Difference between os.path.isdir and Path.is_dir

Terry Reedy tjreedy at udel.edu
Sat Dec 14 11:43:00 EST 2019


On 7/26/2019 3:12 AM, Kirill Balunov wrote:
> чт, 25 июл. 2019 г. в 20:28, eryk sun <eryksun at gmail.com>:
> 
>> On 7/25/19, Kirill Balunov <kirillbalunov at gmail.com> wrote:
>>>
>>>>>> import os
>>>>>> from pathlib import Path
>>>>>> dummy = " "   # or "" or "     "
>>>>>> os.path.isdir(dummy)
>>> False
>>>>>> Path(dummy).is_dir()
>>> True
>>
>> I can't reproduce the above result in either Linux or Windows.

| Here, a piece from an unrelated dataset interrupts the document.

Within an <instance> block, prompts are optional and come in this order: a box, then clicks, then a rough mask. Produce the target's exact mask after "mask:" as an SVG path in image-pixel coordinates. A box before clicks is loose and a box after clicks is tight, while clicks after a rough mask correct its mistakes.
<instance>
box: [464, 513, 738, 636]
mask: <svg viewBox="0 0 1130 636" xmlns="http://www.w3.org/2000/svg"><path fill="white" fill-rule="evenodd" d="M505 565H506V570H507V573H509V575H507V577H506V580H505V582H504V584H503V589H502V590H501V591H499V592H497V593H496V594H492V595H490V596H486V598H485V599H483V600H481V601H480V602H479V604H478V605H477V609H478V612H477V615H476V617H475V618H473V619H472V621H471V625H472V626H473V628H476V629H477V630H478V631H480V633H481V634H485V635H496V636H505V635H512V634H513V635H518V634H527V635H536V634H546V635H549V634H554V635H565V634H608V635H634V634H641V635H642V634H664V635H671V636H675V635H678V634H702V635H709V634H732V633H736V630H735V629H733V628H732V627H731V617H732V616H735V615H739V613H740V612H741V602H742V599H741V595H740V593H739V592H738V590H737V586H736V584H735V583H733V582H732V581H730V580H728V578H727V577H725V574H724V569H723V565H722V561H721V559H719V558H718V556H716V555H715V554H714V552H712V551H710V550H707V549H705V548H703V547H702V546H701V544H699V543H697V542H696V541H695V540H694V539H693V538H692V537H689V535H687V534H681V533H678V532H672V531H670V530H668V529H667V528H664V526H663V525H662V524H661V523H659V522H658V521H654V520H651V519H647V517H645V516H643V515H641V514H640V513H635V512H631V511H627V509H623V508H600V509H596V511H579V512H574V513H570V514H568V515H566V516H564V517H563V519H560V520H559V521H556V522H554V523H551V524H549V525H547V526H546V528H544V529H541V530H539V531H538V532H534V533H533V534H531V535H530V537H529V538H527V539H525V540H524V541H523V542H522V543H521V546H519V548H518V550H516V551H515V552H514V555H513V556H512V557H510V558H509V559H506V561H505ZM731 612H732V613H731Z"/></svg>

The
>> results should only be different for an empty path string, since
>> Path('') is the same as Path('.'). The results should be the same for
>> Path(" "), depending on whether a directory named " " exists (normally
>> not allowed in Windows, but Linux allows it).
>>
>>
> I need to confirm that it was my fault and for non-empty strings (`" "` or `"
> "`), both `os.path.isdir(...)` and `Path(...).is_dir()` produce the same
> results.So sorry for the noise.
> 
> Concerning the case with empty path string, I will open a ticket at the bug
> tracker (but for some reason it is blocked in my country :(
> https://isitblockedinrussia.com/?host=https%3A%2F%2Fbugs.python.org%2F).

For me, this now returns 'No, https://bugs.python.org is probably not 
blocked in Russia. Yet.'.

> Obviously
> these are not equivalent forms, so either this should be noted in the
> documentation or corrected in the code.